In western movies, it is a common trope that the person to draw first usually loses in a gunfight. Is there any truth to this?
Experts draw and shoot pretty darn quickly (link).
There's a "gun-slinger's paradox", but apparently the effect of that is not very significant.
If the assertion is true I'm going to guess it's because the person who draws first is relatively inexperienced/unpracticed/inexpert.
Specifically, an expert can react, draw, and shoot within 300 msec (see link above): so unless their opponent can initiate, draw and shoot in less than 300 msec then they'll 'lose'.
In another fictional reference relating to the time period in question - namely the movie "Unforgiven", how fast you are has little relation to who "wins". It better boils down to the character of the person doing the shooting. Namely, whether that person is capable of killing another human being.
This, on the other hand, is quite well documented. During WWII, Brigadier General S.L.A Marshall conducted several surveys of riflemen who had seen combat and found that only about 15-20% would take any part with their weapons. In fact, most would prefer to put themselves into harms way rather than kill enemy soldiers. His work has been disputed, but tests involving recreations of historical battles using non-lethal laser weapons, and comparing them to historical casualty rates (referenced here) showed that these numbers were fairly accurate.
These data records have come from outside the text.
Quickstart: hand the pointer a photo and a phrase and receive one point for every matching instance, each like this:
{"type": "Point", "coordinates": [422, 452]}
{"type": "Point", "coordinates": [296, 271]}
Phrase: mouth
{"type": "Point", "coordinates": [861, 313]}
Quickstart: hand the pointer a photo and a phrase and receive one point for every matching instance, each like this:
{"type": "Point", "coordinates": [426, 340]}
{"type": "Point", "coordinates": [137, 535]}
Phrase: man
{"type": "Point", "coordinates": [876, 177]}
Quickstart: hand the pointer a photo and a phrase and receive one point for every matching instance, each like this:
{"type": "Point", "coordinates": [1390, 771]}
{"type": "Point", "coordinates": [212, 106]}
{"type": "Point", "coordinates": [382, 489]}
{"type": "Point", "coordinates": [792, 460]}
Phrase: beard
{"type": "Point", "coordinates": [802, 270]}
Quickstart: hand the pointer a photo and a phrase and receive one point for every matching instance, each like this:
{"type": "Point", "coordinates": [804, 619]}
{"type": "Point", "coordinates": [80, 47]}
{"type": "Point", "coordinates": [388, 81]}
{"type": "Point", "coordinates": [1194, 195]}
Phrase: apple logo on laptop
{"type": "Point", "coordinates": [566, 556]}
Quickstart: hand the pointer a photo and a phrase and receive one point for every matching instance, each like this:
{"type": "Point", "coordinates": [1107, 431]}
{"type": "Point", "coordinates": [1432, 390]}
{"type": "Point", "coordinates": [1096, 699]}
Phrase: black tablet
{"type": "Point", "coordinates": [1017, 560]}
Another take on the Hollywood gunfight-in-the-street is the reason for the standoff in the first place: namely, that he who goes for his weapon first is the aggressor, and the one who shoots last is acting in self-defence. As such, with witnesses present, the former would likely be convicted of murder, and the latter would not. Which is why in old movies, the one who draws last is always the one who wins. It makes the conclusion less ambiguous and takes less time in the movie.